Histoire du vibromasseur
En légalisant, vers 1900, la masturbation féminine avec vibro dans tous les foyers américains, ce sex toy a remis en cause la suprématie masculine. Médecine ou pornographie ?

Cela commence comme un canular : une jeune chercheuse américaine, décidée en 1976 à faire un doctorat sur l’histoire du tricot et du crochet, tombe par hasard, dans des revues de mode féminine des années 1930, sur des réclames vantant les mérites du vibromasseur. Jeunesse, santé, allégresse sont promises à celles qui l’utilisent. Intriguée, elle commence une longue enquête sur cet « appareil de relaxation ostéomusculaire » inventé en 1880 par un médecin anglais.A l’origine du vibromasseur, on retrouve une obsession médicale de l’Antiquité : le traitement de l’hystérie féminine, appelée jadis « suffocation de la matrice ». Gallien au IIe siècle jusqu’à Pinel au XIXe, tous les praticiens recommandent les massages vulvaires et le toucher génital pour calmer les ardeurs des femmes solitaires, veuves ou religieuses. Et les mêmes qui condamnent la masturbation, voie ouverte vers le tribadisme, en conseillent l’usage dans les cabinets médicaux par des douches ou l’humectation des « parties enflammées » avec des huiles douces.

D.R.
Fig. 1. Technique de la douche pelvienne utilisée en France aux alentours de 1860 (Sigfried Giedion, « Mechanization Takes Command, New Yor, Oxford University Press, 1948).
Ce qui est en jeu dans cette dichotomie, selon Rachel P. Maines, c’est la prééminence du mâle : l’invention de l’hystérie n’est que le paradigme d’une sexualité «androcentrée» qui implique le dogme de la pénétration vaginale.
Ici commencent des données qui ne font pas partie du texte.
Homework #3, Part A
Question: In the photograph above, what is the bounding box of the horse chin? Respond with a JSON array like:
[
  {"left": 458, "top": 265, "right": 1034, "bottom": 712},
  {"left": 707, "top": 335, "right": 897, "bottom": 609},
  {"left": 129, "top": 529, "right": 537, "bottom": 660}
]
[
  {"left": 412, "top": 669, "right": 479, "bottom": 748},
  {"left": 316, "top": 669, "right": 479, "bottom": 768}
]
Or un tel acte, exécuté mécaniquement, est loin de satisfaire les femmes : selon une enquête du « Reader’s Digest » de 1985, 72% des Américaines s’ennuieraient pendant l’amour Et Freud lui-même avait considéré l’insatisfaction sexuelle des femmes comme « un impôt négatif prélevé sur leur santé mentale ».
Le vibromasseur d’usage domestique aura donc défait le mythe de l’orgasme vaginal en favorisant la titillation clitoridienne. Les hommes auraient fabriqué l’instrument qui allait mettre fin à la suprématie phallique. Il y a une saveur incontestable dans les témoignages collectés ici. On voit de sévères professeurs, armés de machines complexes, secondés de sages-femmes et de matrones, travailler l’entrecuisse de leurs patientes et les entraîner dans des délices sans fin sous couleur de les calmer.
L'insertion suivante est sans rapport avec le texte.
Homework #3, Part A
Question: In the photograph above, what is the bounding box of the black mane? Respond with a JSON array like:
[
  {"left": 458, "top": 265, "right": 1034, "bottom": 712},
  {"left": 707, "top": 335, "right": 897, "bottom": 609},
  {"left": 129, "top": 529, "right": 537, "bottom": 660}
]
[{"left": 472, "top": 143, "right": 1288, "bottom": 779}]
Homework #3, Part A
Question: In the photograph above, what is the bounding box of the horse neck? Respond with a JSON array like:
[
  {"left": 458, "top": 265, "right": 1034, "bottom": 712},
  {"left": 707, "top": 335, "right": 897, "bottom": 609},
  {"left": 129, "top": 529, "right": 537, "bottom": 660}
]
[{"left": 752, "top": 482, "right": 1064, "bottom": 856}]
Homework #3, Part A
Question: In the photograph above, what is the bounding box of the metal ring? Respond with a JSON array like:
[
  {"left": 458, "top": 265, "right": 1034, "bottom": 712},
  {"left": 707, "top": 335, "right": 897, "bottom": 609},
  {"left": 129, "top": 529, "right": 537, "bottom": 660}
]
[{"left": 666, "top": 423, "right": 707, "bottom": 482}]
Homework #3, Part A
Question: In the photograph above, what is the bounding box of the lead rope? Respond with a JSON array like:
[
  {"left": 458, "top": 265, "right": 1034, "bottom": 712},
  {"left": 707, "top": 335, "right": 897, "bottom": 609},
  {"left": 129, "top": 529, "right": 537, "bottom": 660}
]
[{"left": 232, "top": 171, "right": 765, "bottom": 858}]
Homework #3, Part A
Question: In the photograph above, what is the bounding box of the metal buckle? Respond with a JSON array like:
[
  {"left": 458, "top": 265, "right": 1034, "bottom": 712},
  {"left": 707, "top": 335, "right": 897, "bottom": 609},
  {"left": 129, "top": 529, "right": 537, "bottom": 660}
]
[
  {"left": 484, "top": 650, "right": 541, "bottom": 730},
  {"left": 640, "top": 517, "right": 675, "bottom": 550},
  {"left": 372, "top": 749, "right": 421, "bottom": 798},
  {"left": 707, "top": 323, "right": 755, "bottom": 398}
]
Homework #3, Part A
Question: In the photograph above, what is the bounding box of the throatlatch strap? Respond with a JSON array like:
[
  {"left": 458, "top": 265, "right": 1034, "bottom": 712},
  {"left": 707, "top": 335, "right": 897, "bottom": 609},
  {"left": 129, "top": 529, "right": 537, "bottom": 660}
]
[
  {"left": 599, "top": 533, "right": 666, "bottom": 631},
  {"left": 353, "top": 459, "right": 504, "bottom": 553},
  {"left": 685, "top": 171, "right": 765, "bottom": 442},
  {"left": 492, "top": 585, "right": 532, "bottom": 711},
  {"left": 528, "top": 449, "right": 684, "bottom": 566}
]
Au début du XIXe siècle, Friedrich Mesmer, inventeur du « mesmérisme », organise ainsi des séances thérapeutiques collectives où de jeunes hommes bien découplés embrassent passionnément les ventres de jeunes femmes et filles qui, assises en rond autour d’un vase contenant de « l’eau magnétisée », ne tardent pas à tomber dans les convulsions et les extases. Le vibromasseur, censé guérir névralgies et migraines, légalise donc la masturbation féminine dans tous les foyers américains à partir de 1900. Comme si le désir empruntait les voies de la science la plus austère pour s’affirmer clandestinement.